Tired of Van Gogh queues, ubiquitous Rembrandt souvenirs and Red Lantern District's disgusting objectification? I so understand you. My escapes:
Theater Tuschinski | Art, Architecture
And now for something completely different! Art nouveau, Art Deco, plushy psychedelics, Steiner’s Goetheanum Hogwarts-ey vibe: step through the cinema entrance on busy downtown street and you’re in different times. A sumptuous shrine to the golden age of cinema, commissioned by the eponymous Polish-born taylor in 1921 (architect Hijman Louis de Jong). My treat would be to pop some LSD, sink in one of the comfy velvet sofas in the lobby and just stare at the incredibly lavish carpet, wall and ceiling patterns for good couple of hours. But you can also go see a movie. Or take an audio tour of the building, every morning. Your call.
Eye | Art, Food, Architecture
Amazing in both its form and contents, the white futuristic building of Netherlands film museum (2012, Delugan Meissl Associated Architects) is a at least half-day endeavour; you won’t want to leave neither the engaging film history and technology exhibitions, nor the beautiful, light-flooded café overlooking the IJ river (especially the stairs/terrace outside on a sunny day, munching on a fried something). Bonus: free ferry ride from the center, allowing you to admire different facets of this architectural/cinematographic gem while approaching. (P. S. Don’t go anywhere near the souvenir shop. No, really. I warned you.)
ADE | Clubbing
Yes, the Amsterdam Dance Event makes the city even fuller of people and hotel prices soar even higher. But it’s such a treat to see how - supported by the city government - this 5-day mid-October music festival and conference paints the city yellow and fills it with the creme de la creme of all electronic genres, celebrating the rave culture. Beautiful statement of the importance of electronic music in Dutch culture and Amsterdam life - pick your vice in their extensive schedule of clubs, museums, cinemas, warehouses or other pop-up spaces and go.

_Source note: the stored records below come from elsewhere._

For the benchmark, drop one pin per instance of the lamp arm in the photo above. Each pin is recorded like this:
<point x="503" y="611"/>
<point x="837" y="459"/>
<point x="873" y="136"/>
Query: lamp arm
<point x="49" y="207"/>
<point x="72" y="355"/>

(Need one more layer of persuasion? This account of De School booker shows heavy seas of love through the eye of an industry insider.)
Stedelijk Museum | Art, Food, Architecture, shopping
Obvious choice, I know - but this bathtub (2012, Benthem Crouwel Architects) never ceases to amaze me by both its outside and inside. Permanent collection scores just as high as the temporary shows and museum's visual identity is just awesome in its totally stripped-down simplicity. Can’t imagine being in Amsterdam without visiting it, this is a serious long-term relationship. Love-hate one thanks to its souvenir shop - you may want to rob it, too. (But don’t worry, you won’t; spending half your salary on simplist stationery and colourful kids games will do.)
Door74 | Cocktails
No more a secret but still worth playing the speakeasy game. This small, well-regarded prohibition-style bar is just coupla steps from the aforementioned Tuschinski - hence a well recommended liquid extension of this 1920’s voyage. The menu is playful, staff sweet, cocktails expert and well served, décor dim as should be - true professionals. Be one yourself and book in advance.
De School | Art, Food, Architecture, Clubbing
Institution whose mission, DJs and atmosphere make it well worth the trip to the western outskirts. While the former school building might induce nostalgia, its current animation certainly does not: parties and concerts with top-notch names, art exhibitions, great café and restaurant, gym with yoga classes and more.. You’ll want to go back to school. (I do.)
Haarlemmerstraat | Art, Food, Shopping
Running through the hip Jordaan district, this street is a beautiful shopping / dining / leisure area. Just take a casual stroll west-bound from the busy Centraal, lick some local designer’s shopping windows (lot of eye candy everywhere), stop by The Movies cinema, cute art deco movie theater with good bar, or choose one of many restaurants along.
Westergasfabriek | Food, Architecture, Clubbing, Shopping
You can also finish in the soothing Westerpark and Gashouder area, greeted by its wonderful red-brick industrial architecture and multitude of good restaurants and other passtimes. We chose the Troost brewery for its no-brainer combination of good burgers and 10+ on-site brewed beers, but maybe you prefer sth else; such as petting dwarf goats, clubbing in the former gasholder with 3500 other people (home of the famous Awakenings club events) or contemplating the neighbouring community gardens.